American politician from Pennsylvania

Conrad Schilp Shimer was an American army officer and politician who represented the Pennsylvania Senate's 9th district from 1850 to 1852.

==Biography==
Shimer was born on October 31, 1797, in Schoenersville, Pennsylvania, to Samuel Shimer and Elisabeth née Schilp. A farmer by trade, Conrad rose to the rank of major general in the Pennsylvania militia. He would be elected to a single term in the Pennsylvania Senate from 1850 to 1852 and did not seek re-election. He was also a federal elector.
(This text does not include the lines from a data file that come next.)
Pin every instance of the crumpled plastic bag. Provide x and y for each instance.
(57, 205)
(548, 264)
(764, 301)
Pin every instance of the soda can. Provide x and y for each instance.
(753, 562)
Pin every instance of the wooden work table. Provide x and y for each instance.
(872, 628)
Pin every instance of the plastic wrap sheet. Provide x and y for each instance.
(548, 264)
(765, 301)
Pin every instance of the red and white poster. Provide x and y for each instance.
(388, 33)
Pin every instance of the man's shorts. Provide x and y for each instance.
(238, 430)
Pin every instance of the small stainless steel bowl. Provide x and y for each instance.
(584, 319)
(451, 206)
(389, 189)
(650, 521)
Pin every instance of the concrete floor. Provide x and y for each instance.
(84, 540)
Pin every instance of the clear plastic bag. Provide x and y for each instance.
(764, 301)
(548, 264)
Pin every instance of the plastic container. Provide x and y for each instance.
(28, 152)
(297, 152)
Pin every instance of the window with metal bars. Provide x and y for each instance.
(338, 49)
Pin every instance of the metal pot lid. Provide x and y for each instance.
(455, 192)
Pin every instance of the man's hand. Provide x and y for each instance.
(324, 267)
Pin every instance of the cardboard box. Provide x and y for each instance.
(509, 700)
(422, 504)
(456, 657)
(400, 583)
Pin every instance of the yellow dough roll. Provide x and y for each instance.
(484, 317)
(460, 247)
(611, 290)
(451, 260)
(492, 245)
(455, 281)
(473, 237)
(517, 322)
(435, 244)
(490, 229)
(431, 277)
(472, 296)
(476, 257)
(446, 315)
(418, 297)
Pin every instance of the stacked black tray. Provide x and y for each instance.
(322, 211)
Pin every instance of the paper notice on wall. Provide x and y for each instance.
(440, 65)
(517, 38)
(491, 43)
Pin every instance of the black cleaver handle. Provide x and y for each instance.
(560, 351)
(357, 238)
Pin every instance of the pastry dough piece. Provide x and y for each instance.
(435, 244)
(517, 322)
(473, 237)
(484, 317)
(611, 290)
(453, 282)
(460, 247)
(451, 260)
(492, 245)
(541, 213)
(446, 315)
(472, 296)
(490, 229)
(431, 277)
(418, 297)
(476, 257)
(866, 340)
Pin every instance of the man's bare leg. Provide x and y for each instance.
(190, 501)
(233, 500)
After his time in office he worked as the treasurer and director of the Bethlehem Railroad Company and died on April 30, 1866 at his residence near Bethlehem, Pennsylvania.

==Personal life==
Conrad married Catherine née Quier and the couple would have three children, Asher D. Shimer, Camilla Mary Shimer Brodhead, and most notably his eldest Samuel C. Shimer, who would also be elected to the Pennsylvania Senate, representing the 18th district from 1875 to 1876.